How You End 2025 Will Define Your 2026
- Debbie Braden

- Oct 20
- 2 min read

As the year winds down, most leadership teams are laser-focused on Q4 outcomes—revenue, profit margins, customer growth, and cost savings.
In the rush to finish strong, your most important asset is pushed to the background: the experience of the people doing the work.
The truth is, metrics will reset in January. But the moment you create—or neglect—will leave a lasting imprint.
Designing Moments that Matter
Moments that matter don’t happen by accident. They’re the in-between moments—the micro-interactions that tell people they matter.
Those moments are intentionally designed by leaders who understand that employee experience is shaped in everyday interactions.
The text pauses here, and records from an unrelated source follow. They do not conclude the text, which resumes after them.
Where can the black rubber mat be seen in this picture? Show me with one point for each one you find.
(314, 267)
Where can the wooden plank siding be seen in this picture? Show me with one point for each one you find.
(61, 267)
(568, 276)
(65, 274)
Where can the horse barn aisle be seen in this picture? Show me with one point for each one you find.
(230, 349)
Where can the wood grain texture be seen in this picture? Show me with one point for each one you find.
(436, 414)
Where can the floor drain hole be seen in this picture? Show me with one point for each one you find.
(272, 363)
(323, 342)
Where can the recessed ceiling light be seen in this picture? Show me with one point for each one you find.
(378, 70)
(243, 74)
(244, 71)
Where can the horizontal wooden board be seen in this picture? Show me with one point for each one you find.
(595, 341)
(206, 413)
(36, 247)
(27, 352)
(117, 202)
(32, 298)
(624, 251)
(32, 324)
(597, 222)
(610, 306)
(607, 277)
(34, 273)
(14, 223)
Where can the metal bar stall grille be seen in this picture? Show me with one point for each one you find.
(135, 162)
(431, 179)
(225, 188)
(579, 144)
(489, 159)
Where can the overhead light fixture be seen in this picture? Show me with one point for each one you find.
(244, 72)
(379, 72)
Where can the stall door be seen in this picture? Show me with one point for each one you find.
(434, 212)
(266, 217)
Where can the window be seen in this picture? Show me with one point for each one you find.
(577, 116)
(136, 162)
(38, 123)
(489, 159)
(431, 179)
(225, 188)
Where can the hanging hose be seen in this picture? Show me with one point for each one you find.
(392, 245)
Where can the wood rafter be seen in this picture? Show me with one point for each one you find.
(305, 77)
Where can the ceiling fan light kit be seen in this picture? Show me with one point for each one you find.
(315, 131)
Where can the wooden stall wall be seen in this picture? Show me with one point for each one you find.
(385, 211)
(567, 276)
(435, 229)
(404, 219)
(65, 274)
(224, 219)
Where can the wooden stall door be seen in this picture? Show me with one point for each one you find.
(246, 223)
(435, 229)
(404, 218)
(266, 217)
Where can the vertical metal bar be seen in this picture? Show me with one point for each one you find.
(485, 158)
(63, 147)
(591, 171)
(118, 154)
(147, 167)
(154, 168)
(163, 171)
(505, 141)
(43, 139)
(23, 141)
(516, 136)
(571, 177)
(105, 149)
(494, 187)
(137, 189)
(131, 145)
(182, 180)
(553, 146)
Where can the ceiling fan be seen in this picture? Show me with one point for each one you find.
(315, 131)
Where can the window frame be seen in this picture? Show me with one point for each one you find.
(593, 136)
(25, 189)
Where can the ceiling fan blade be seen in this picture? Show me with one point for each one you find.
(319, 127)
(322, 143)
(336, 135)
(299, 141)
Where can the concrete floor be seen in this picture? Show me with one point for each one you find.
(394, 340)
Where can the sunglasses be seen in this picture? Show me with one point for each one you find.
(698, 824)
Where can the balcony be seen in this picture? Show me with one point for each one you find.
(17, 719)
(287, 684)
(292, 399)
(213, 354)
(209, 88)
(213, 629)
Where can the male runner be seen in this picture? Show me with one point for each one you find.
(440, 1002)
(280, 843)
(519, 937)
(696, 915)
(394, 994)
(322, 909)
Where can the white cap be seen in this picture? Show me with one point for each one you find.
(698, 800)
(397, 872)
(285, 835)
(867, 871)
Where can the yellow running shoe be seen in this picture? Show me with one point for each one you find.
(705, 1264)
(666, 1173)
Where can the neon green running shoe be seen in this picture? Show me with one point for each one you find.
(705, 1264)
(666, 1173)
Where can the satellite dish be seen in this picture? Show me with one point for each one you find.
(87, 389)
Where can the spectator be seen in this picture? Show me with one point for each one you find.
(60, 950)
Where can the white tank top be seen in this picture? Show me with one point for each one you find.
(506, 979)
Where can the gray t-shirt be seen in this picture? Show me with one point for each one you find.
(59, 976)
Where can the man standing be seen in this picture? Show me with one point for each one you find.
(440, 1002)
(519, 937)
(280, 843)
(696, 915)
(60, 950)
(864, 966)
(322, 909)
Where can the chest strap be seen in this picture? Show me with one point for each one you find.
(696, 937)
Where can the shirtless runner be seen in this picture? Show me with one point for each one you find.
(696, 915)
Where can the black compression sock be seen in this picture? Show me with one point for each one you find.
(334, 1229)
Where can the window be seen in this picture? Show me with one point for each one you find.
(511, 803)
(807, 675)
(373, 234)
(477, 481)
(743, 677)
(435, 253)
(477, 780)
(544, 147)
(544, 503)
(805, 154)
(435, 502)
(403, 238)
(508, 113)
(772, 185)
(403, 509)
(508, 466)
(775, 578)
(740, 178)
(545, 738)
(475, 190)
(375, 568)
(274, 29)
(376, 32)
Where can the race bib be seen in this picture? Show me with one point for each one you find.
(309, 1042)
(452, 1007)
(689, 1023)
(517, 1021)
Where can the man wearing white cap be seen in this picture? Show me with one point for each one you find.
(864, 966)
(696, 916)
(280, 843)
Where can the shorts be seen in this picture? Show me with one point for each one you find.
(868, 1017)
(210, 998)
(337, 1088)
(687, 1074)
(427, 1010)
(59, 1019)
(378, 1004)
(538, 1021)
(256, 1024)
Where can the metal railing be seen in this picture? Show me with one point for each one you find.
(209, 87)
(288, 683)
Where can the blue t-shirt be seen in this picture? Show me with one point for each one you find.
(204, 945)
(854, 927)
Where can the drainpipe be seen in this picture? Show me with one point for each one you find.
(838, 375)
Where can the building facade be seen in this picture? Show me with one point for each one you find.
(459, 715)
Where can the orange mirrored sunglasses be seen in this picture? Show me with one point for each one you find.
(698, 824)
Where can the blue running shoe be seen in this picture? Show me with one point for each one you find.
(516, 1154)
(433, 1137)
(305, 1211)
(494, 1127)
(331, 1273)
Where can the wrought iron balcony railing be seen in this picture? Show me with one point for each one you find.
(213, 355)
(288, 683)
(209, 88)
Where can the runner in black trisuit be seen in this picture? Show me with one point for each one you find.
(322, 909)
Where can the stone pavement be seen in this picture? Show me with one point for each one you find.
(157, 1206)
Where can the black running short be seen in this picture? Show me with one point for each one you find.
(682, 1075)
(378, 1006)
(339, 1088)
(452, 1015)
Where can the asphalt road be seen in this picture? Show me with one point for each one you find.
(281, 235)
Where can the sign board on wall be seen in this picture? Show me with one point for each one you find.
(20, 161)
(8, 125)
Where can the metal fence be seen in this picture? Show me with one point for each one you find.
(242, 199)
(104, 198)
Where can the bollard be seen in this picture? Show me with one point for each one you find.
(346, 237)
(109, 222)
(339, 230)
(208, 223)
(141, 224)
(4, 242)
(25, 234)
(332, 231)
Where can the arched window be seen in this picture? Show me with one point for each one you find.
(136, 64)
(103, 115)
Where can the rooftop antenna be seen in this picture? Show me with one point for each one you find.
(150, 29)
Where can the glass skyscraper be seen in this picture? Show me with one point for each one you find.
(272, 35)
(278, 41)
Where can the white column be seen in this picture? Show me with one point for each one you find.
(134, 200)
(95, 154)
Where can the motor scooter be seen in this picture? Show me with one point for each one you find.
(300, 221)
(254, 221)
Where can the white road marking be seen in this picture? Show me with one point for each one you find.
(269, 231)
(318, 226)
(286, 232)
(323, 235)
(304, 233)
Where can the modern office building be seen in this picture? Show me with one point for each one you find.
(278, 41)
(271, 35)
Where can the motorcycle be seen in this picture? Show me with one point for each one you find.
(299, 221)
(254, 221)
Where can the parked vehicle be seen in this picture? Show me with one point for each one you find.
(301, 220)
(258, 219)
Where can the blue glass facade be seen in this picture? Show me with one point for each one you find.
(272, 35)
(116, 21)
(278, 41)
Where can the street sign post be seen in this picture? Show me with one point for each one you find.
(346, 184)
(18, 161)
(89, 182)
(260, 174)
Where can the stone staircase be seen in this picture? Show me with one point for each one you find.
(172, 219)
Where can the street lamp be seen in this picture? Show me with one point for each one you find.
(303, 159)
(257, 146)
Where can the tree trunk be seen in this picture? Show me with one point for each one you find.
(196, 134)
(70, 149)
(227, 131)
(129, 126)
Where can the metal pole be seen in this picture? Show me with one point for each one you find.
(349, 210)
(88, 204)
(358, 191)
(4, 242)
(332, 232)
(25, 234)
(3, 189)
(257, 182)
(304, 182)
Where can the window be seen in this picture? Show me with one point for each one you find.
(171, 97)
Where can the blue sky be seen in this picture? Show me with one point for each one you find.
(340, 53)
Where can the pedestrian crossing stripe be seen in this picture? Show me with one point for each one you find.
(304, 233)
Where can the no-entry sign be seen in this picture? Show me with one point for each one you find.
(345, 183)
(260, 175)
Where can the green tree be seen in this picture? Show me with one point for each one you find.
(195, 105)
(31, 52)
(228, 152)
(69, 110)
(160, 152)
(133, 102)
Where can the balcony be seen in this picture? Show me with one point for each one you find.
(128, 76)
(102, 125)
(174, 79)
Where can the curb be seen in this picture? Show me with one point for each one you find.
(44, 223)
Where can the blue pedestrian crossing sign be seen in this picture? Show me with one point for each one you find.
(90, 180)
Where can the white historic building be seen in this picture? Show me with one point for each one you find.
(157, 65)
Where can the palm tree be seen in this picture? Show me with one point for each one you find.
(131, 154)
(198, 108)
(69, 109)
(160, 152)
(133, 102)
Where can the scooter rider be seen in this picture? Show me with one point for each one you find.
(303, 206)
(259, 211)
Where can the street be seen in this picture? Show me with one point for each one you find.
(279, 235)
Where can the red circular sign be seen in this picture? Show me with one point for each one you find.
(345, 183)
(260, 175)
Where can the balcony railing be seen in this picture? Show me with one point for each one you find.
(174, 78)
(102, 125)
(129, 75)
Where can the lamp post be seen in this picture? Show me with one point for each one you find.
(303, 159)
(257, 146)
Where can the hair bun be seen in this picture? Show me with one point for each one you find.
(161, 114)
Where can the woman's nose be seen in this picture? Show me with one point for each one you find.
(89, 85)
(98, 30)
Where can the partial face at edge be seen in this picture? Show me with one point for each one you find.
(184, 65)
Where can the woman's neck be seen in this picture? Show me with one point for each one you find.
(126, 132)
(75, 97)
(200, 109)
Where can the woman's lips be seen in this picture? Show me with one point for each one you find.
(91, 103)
Too often, we assume culture is the job of HR, “good managers”, or quarterly events. But experience design is a leadership responsibility that has to run through the entire organization.
It shows up in:
A corporate VP who takes time to stop by a warehouse before shift change to say thank you to the individuals working hard, not for the metric, but for the effort.
A regional manager who invites a field tech onto a regional manager call to amplify their creative solution.
A senior leader commenting thoughtfully on a team member’s idea or story in a social thread.
A people leader who gives a handwritten note for a job well done.
A CEO who tells a story on the intranet or at the town hall about a team that went the extra mile as a genuine reflection of pride.
And they don’t happen by chance. They happen because someone designed them.
Modeling the Moment
When leaders model these behaviors, they set a tone others emulate. It becomes contagious. And that’s how you scale culture. Not through mandates but through modeling.
Employees watch what leaders pay attention to.
If leaders only recognize numbers, employees chase numbers. If leaders recognize effort, learning, and collaboration, employees mirror that too.
Every interaction teaches someone what “good” looks like here. That’s how the invisible fabric of culture is woven—thread by thread, moment by moment.
Architects of Memory: Internal Comms
Internal communication plays a unique role in ensuring these moments don’t get lost in the noise.
When done well, communication becomes a mirror that reflects what matters most —an amplifier that ensures it’s seen, heard, and felt.
Coaching leaders to show up in digital spaces to comment and connect
Spot and surface stories that remind employees who we are at our best
Shape conversation threads that make it safe for employees to celebrate one another, share wins, and see leadership participating authentically.
That’s how to turn culture from concept into an experience.
Leadership Takeaway
As the year winds down and efforts ramp up, consider this: When people look back on this season, what will they remember?
Create space for recognition, storytelling, and reflection. Encourage your leaders to show up visibly in those spaces.
These are the moments that are told at the dinner table. The stories that make people proud stay and make others want to join. The stories that spouses share with their friends that quietly create new customers.
And if moments that matter are neglected, those same dinner-table conversations can become the story that robs an organization of the very progress it’s working so hard to achieve.